LAWRENCE GLOVER my piano teacher at RSAMD for 5 years (1976-1981) when I was a first study pianist, taught me the wisdom, value and discipline of slow practice. He also gently encouraged me through the tough times and encouraged me that the “way out” was the “way through”. Giving up was never an option! I have applied this in my life when the going has got tough and have tried to encourage my own students to do the same. Lawrence also accompanied me when I was a young singer which was a great treat.
He taught me about lieder and piano accompaniment and how to shape a phrase and find expressive colours. I now use these skills every day in my daily work in the studio. Lawrence also tried but in this instance failed (!) to teach me how to swing a golf club in his garden. He showed me how to take time out and have fun. Thank you Lawrence. I wish you were here today to see what I have made of things!

I’m forever grateful to ELIZABETH IZATT, my singing teacher at RSAMD in 1980, who believed in me, laid the foundation of good singing practice on which to build my voice and who instilled in me the confidence that I could make the transition from second study to first study singer having been a first study pianist for so long.

She also taught me to listen with critical ears. I am still learning! She welcomed many of us to her home as young students and adopted us all into her family circle. She is my very good friend and mentor to this day.

RCM 1984-1986

MARION STUDHOLME RCM (1984-86) helped me as I bravely learned to spread my wings as a rookie singer in London! She took me forward technically and introduced this young mezzo to life above a top F (!), introduced me to opera and helped to launch me into the profession with my very first audition package! She and her husband Andrew cooked the best chilli con carne in London and we loved our invites to a weekend at her country house which felt like a home from home when I was in London.
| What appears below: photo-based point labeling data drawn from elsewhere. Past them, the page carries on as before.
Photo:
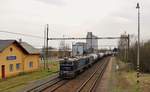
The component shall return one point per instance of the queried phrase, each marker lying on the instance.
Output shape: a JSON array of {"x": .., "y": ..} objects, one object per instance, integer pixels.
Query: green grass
[
  {"x": 121, "y": 80},
  {"x": 15, "y": 84}
]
I was very proud and honoured to be asked to sing a farewell recital for her at the RCM when she retired from teaching there. These were extremely formative years and were happy times. Marion and I exchanged Xmas cards every year. she was always on the end of the phone for advice and encouragement and, on the few occasions we are still able to meet up, we clicked as we always did.
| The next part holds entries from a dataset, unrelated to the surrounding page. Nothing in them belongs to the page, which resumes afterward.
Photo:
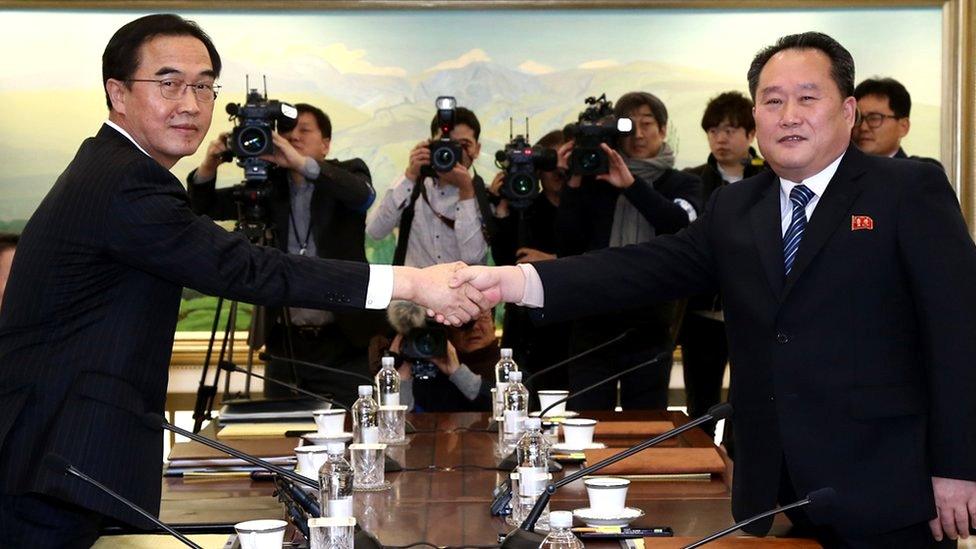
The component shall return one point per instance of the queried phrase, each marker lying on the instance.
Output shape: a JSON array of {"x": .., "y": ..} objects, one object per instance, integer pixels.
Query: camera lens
[
  {"x": 443, "y": 159},
  {"x": 522, "y": 184},
  {"x": 253, "y": 141}
]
I’m also eternally grateful to TIM DEAN, now a colleague all these years later at RCS, who gave me my first ever job in Kent Opera Chorus in 1985 thus helping this impoverished mezzo to pay for her second year of PG at RCM! It was my first introduction to a world that was to become my life and, as a young rookie chorister I learned so much. Thanks Tim!

Life After College

After leaving RCM in 1986 I was introduced to MARGARET HYDE who became my teacher, “singing mum” and mentor until her passing in 2010. She pulled all the threads of my previous learning together. She deepened my understanding of technique, stood by me with her wise counsel through all the ups and downs of negotiating the world of opera managements, agents, audition rep, the good experiences and the bad. She taught me that often you have to deal with the person before you can get to the voice. That was certainly the case with me! In her studio, apart from her piano, music stand and mirror her next most important piece of equipment was a box of tissues! They were certainly used!!
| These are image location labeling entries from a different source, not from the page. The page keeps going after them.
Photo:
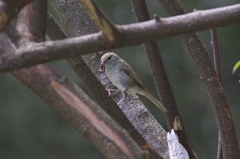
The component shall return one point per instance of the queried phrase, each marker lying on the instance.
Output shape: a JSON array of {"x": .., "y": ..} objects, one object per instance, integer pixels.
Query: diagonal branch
[
  {"x": 130, "y": 35},
  {"x": 66, "y": 97},
  {"x": 98, "y": 92},
  {"x": 86, "y": 68},
  {"x": 213, "y": 85},
  {"x": 216, "y": 60},
  {"x": 161, "y": 79}
]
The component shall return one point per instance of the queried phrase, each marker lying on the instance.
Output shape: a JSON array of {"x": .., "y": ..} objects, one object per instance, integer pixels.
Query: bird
[{"x": 124, "y": 78}]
She generously came to hear me sing in Brussels and Zurich and we spent many happy hours working on my beloved Wigmore recital programme. Her husband David introduced me to vintage cars and took great delight in running me to the station after a lesson in his 1932 Morris 10/4! Little did I know then how fortuitous this was to be as my husband Grant shares the same passion. When the 4 of us met up later on in life after I was married, Grant and David would “play cars” and Margaret and I would “play singing”. She would give me a much needed “MOT” lesson then we would sit and chew the cud together talkingMARGARET HYDE for ages about voices, singing and teaching practice. Margaret made me laugh, gave me the odd sherry in a lesson(!) and whenever she said “Now Kathleen!”

I knew I had to sit up and really listen to whatever she had to say be it an encouragement or a gentle reproach! She was a straight talker, but loving with it, and I always took her words on board even if at the time they seemed hard to hear! I miss her so much but she knew she was special to me.